The decision will be made at a city council meeting later this week.

Councillors have been participating in virtual council meetings—in one form or another—since April 2020 as the pandemic was ramping up across the country.

Officials say that 665 meetings between April 2020 and March 2022 were held entirely online, with 3,193 members of the public registered to speak.

As city buildings reopened after lockdown restrictions lifted, officials adopted a hybrid meeting model “to ensure that meeting participants have an equitable experience regardless of their method of participation.”

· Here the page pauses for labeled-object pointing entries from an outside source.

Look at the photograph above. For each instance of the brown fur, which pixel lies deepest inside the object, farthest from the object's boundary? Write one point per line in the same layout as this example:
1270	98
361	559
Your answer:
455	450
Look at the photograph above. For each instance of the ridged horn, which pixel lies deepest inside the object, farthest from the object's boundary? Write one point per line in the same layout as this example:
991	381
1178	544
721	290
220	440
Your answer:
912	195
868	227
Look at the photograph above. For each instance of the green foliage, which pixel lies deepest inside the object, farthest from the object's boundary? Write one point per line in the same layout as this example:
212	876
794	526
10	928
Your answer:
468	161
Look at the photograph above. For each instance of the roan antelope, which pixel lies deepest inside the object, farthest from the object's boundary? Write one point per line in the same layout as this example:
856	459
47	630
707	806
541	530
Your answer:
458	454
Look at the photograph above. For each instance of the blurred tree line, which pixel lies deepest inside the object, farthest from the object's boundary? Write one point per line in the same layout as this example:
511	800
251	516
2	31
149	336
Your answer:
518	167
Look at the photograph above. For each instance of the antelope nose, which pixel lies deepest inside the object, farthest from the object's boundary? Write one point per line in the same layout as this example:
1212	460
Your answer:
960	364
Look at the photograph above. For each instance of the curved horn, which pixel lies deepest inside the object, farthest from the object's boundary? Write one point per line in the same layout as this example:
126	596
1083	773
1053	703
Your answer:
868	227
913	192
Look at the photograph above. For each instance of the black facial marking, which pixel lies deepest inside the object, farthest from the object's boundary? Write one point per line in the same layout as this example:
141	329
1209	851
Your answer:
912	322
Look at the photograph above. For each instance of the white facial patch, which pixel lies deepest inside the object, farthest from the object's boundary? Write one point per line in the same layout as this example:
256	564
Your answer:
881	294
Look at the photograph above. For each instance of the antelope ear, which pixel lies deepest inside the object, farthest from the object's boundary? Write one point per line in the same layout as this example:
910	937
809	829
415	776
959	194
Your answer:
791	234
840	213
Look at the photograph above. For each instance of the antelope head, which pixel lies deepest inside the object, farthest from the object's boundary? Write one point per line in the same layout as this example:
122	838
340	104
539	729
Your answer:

“The public has expressed that having the option to participate remotely allows for improved access and limits issues around childcare, time off work and other factors that may have previously limited their ability to attend a meeting in person,” officials said in a report being heard at this week’s council meeting.

“The hybrid meeting model allows the public to choose how they wish to address Committee, encouraging participation and increasing accessibility.”

Officials also noted that 27 decision bodies have requested they remain virtual only.

Council may amend the motion to provide restrictions on electronic participation, including limiting it to certain purposes such as medical reasons, parental leave or while travelling on city business. They may also require chairs to participate in person or mandate that members should either remote-in or participate in person for the full duration of the meeting.

The report says that regardless of council’s decisions, they should allow electronic participation to occur during a declared emergency.

The motion being considered would allow members meeting electronically to be counted in quorum. It also changes the time required to achieve quorum from 15 to 30 minutes.

If adopted, the same rules would apply to members of the public who want to participate in a hybrid meeting.